When you are just starting up, be mindful of what your strengths are and how fast you can conceivably do something. If you are phenomenally successful at getting money and able to grow much faster than an average new prof, then sure, go ahead, toe to toe with the big guys. But if you are not, then you need to find a niche, something you can do better than others, because of your expertise or how you approach the problems or because no one figured out that some specific aspect may be both important and doable, something that is uniquely yours, not just an obvious question within the latest flavor-of-the-week topic. Be realistic about what you can pull off with the money and personnel you have. And when you identify your niche, then jump on it with all you’ve got.

—  I laughed out loud in my office at a sentence that said something like “In year n of the project, the results will be published in a journal of impact factor at least 10.”

AHAHAHAHAHA! Only 10? Why so low? The stuff is guaranteed to get into Nature! Seriously, people. That’s just amateurish. I can forgive when a graduate student lists 10 papers “in preparation” or “to be submitted to Nature Progeny” on their CV, but a grownup scientist should know better. You can tell me you expect high-impact stuff, but better yet write your proposal in such a compelling fashion that it is crystal clear to me this will be high-impact stuff, in which case I will strongly advocate for funding you. In contrast, the silly silliness of “We’ll totally publish in a Super Duper Glam Mag” is just silly.

Pileup

A colleague once remarked that, past a certain point in one’s career, one could easily spend all of one’s time just reviewing other people’s papers. Truer words have seldom been spoken.

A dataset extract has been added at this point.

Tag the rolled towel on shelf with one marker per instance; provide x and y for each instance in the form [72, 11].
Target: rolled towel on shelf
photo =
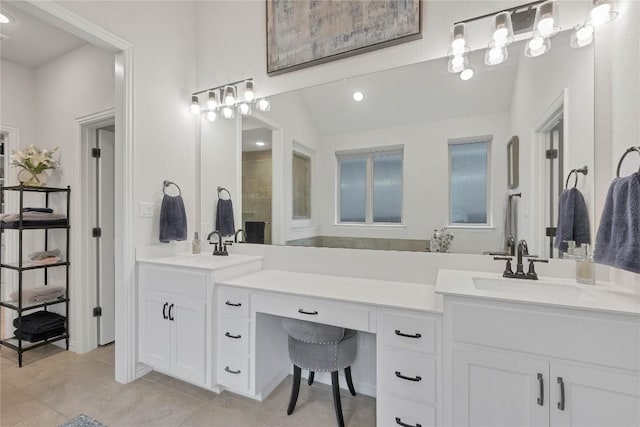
[39, 294]
[618, 238]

There are several venues where I like to publish and, as a rule, I will accept referral requests from them as long as the manuscripts are within my expertise. I consider it my duty to give back what I expect others to do for my papers. I have long ago stopped reviewing papers from journals I don’t submit to. I know someone has to review for them too, but I simply don’t have the time.

Even so, I always have something waiting in my mailbox. I was down to one referral and was looking forward to having a clear “Papers to Review/Pending” email folder early in the coming week. Then, within three days, I received the following requests that I couldn’t really refuse:

1) A request from a journal where I occasionally publish, for a paper that is well within my expertise and where I know and understand the authors’s work really well.

2) A request from a Reputable Society Journal where I publish very often and from an editor with whom I interact a lot, as he is also the editor on many of my papers by virtue of being the one in charge of that particular topic.

3) A referral from the journal where I am an associate editor. The associate editor making the referral is a senior colleague whom I know and respect and who has been very supportive of my career. The paper is a little more abstract than the average submission, so I can see why he sent it to me and understand he may not have a huge pool of people who could review it.

4) A referral from a journal in which I publish infrequently, but the associate editor is a peer and a friend.

So within 3 days I went from almost having a break from refereeing to now having 5 papers in the queue…  I am hoping there will be at least be some karmic brownie points in all this for me, because otherwise I suspect I may be a sucker.